[Lustre-discuss] Slow metadata, small file performance

Discussion:

Brent A Nelson

19 years ago

Well, thanks to several people on the list, I got Lustre 1.4.5 running on
my test setup (with Ubuntu Breezy, no less!), and it seems stable (no
problems so far that I didn't cause myself ;-)).

However, I've noticed that some things are performing rather subpar in
some limited testing with a single client. Large sequential reads and
writes seem quick (although perhaps not nearly as quick as would be
theoretically possible with this setup, it might make up for that when
multiple clients are running), but "ls -lR >/dev/null" (even with just a
single client and no other activity) and a "cp -a /usr /lustre1/test1"
(~3.5 minutes for a <350MB /usr) both perform more slowly than to an older
Linux box running NFS on fast ethernet (my Lustre servers have
channel-bonded gigabit, and dual PIII 1GHz processors rather than the NFS
server's 450MHz processors).

I tried increasing the lru_size on everything, but that didn't seem to
have any effect at all in this scenario (maybe it only matters when there
are many more clients). I also added mballoc and extents to the mount
options for the OSTs (small effect, if any). Setting the debug level to
zero helped significantly, but it's still much slower than NFS. The cp
takes maybe 50% longer than NFS and the ls takes about 300% longer. The
numbers are fairly similar whether I have 2 OSS servers serving 3 drbd
mirrors each, or the same servers just serving out a logical volume from
the system drive on each (although the more complex scenario is actually a
little faster for these tests, but still much slower than NFS). I
originally had the MDS on one of the OSS servers and tried moving it to a
third server, but the speed stayed the same.

Any ideas?

Many thanks! I know I've been rather scant on details; just let me know
and I'll provide whatever info you need.

Brent Nelson
Director of Computing
Dept. of Physics
University of Florida

Andreas Dilger

19 years ago

Permalink

"ls -lR >/dev/null" (even with just a single client and no other activity)
and a "cp -a /usr /lustre1/test1" (~3.5 minutes for a <350MB /usr) both
perform more slowly than to an older Linux box running NFS
I tried increasing the lru_size on everything, but that didn't seem to
have any effect at all in this scenario (maybe it only matters when there
are many more clients).

The single-client "ls -lR" case is one of the worst usage cases for Lustre.
We have plans to fix this, but haven't done so yet. If you are doing
repeat "ls -lR" on the same directory (and working set fits into LRU)
then the performance is greatly improved and you are still guaranteed
coherency, unlike NFS. That is why we recommend increased LRU sizes for
nodes that are being used interactively. HPC compute nodes rarely have a
large working set.

Similarly, if you have a large number of clients doing such operations
the aggregate performance will be higher than that of NFS. In some
usage scenarios adding more clients improves lustre performance instead
of hurting it.

Cheers, Andreas
--
Andreas Dilger
Principal Software Engineer
Cluster File Systems, Inc.

Brent A Nelson

19 years ago

Permalink

Once again, thanks for the reply!

...

Does this apply for the single-client copy case, as well? I imagine for a
/usr directory, with lots of small files, there would be a lot of metadata
activity.

I haven't noticed any performance improvement at all with the lru_size
change. Perhaps the directory metadata is small enough to fit in the
default lru_size. All I have in my test case is 2 ~350GB copies of /usr
and a single 4GB file (this totals to about 37000 files and 3000
directories).

Also, I don't notice any speed change between successive, identical ls
timings on a client. If I start up a new client and do the ls test twice
in a row I get almost identical timings (even when I bump up the
lru_size).

Is the caching on the metadata server, on the client, or both? If on the
server, perhaps the metadata has stayed in cache since the initial copies
and I've always been experiencing the cached peformance. But I see no
evidence of a client-side caching effect on the ls tests.
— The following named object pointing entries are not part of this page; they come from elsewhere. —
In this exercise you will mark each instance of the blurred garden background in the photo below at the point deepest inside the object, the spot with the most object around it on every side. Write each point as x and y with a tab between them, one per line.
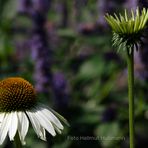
64	48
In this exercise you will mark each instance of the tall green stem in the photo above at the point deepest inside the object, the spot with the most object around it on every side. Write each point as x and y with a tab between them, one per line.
17	141
130	63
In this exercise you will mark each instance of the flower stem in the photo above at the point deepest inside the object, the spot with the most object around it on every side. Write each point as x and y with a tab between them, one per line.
17	141
130	63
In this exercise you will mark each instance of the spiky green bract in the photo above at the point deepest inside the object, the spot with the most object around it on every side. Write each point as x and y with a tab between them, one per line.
128	31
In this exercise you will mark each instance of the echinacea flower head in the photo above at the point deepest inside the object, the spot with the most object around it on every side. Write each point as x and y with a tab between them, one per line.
18	107
128	31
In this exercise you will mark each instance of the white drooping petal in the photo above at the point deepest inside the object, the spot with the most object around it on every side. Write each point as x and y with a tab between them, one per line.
23	125
13	125
5	127
44	122
1	117
36	125
51	117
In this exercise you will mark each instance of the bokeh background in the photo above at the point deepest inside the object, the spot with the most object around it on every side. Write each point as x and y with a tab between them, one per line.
63	47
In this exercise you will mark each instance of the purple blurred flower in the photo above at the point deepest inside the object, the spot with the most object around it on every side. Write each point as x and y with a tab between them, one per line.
61	90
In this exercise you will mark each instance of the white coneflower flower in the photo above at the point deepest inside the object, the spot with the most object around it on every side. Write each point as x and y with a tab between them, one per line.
18	105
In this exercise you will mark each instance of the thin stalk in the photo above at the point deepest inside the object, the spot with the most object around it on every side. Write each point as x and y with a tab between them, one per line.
130	63
17	141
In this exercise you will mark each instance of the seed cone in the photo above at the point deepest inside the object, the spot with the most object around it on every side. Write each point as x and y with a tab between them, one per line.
16	94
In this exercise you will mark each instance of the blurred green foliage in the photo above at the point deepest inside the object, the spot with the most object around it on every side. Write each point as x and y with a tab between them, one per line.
97	77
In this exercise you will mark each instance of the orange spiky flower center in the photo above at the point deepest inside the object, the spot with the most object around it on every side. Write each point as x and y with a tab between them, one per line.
16	94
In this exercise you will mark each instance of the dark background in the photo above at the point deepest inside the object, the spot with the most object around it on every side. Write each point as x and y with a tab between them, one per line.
64	48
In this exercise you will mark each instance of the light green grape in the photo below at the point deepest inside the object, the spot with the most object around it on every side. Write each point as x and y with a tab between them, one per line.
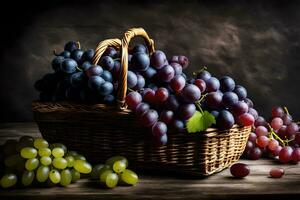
70	160
114	159
27	178
59	163
96	171
111	180
54	176
119	166
8	180
58	152
129	177
42	173
31	164
28	152
40	143
75	175
79	157
82	166
60	145
45	160
66	177
104	175
44	152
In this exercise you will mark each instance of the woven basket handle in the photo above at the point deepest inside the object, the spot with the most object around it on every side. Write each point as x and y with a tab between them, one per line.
102	46
130	34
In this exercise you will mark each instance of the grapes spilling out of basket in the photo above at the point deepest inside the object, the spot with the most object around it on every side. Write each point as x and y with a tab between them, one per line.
33	161
159	92
278	137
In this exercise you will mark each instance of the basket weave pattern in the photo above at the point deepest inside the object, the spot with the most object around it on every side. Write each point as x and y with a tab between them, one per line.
101	131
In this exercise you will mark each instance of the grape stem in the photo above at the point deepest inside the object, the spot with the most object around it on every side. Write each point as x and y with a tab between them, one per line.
275	135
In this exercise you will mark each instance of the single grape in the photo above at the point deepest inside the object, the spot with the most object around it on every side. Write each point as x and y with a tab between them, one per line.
119	166
296	155
186	111
246	119
96	171
59	163
58	152
227	84
149	118
42	173
54	176
161	94
28	152
70	160
75	175
225	120
158	59
276	172
239	170
240	91
212	84
285	155
177	83
276	123
44	152
213	100
82	166
140	61
131	79
277	112
261	131
27	178
133	99
129	177
262	141
45	160
107	63
8	180
65	177
255	153
32	164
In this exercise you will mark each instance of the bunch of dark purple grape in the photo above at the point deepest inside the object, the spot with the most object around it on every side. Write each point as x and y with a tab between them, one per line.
76	79
277	138
159	93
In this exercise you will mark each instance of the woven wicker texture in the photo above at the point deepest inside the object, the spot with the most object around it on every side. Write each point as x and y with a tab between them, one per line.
101	131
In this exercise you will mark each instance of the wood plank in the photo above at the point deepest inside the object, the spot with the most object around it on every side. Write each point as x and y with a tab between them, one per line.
167	186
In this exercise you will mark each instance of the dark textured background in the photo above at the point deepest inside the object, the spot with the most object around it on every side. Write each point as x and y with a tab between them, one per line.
255	42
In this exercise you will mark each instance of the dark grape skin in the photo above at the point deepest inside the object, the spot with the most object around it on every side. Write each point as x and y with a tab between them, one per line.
158	59
225	120
107	63
213	100
239	170
191	93
69	66
229	99
212	84
227	84
131	79
186	111
204	75
240	91
140	61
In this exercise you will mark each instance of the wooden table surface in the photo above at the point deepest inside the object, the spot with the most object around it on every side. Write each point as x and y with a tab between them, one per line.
218	186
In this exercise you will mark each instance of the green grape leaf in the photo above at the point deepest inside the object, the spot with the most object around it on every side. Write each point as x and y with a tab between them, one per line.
195	123
200	122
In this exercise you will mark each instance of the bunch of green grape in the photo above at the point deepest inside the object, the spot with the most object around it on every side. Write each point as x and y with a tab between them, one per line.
114	172
29	161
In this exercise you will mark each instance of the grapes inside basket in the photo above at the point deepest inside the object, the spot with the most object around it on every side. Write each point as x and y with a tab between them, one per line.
138	102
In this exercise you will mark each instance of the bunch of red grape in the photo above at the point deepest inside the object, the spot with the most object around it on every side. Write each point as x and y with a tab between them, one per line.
278	138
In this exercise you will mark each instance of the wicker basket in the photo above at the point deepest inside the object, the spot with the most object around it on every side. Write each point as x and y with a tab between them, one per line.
100	131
Also, during the ls tests, I noticed there was some activity on the OSTs;
why is that? I would have thought this was purely a metadata operation.

Assuming nothing's wrong (and it may be a while before someone improves
the behavior of the code in this situation), what would I do to improve
performance in this case? What hardware improvement would be of most
benefit with the present code, faster processors, faster disks, lower
latency disks, lower latency connection between nodes, more OSS nodes,...?

Thanks,

Brent

Andreas Dilger

19 years ago

Permalink

Post by Brent A Nelson
I haven't noticed any performance improvement at all with the lru_size
change. Perhaps the directory metadata is small enough to fit in the
default lru_size. All I have in my test case is 2 ~350GB copies of /usr
and a single 4GB file (this totals to about 37000 files and 3000
directories).

If your 40k files is larger than the LRU size then it is expected that
the performance would not be improved. The default LRU size is 100,
and in newer versions 100 * num_cpus.

Also, if you are increasing the LRU size, both the MDC and OSCs need
to have larger LRUs. The OSC LRU size can be $defaultstripe_count/$num_osts
of the MDC LRU, since you will be able to cache more object locks for
the larger number of OSTs.

Post by Brent A Nelson
Is the caching on the metadata server, on the client, or both? If on the
server, perhaps the metadata has stayed in cache since the initial copies
and I've always been experiencing the cached peformance. But I see no
evidence of a client-side caching effect on the ls tests.

There is cache on both sides. The DLM locks (kept in aforementioned LRU)
are client-side locks. The server also has the Linux filesystem caches
(dcache, icache, pagecache) to cache data on the server side.

Post by Brent A Nelson
Also, during the ls tests, I noticed there was some activity on the OSTs;
why is that? I would have thought this was purely a metadata operation.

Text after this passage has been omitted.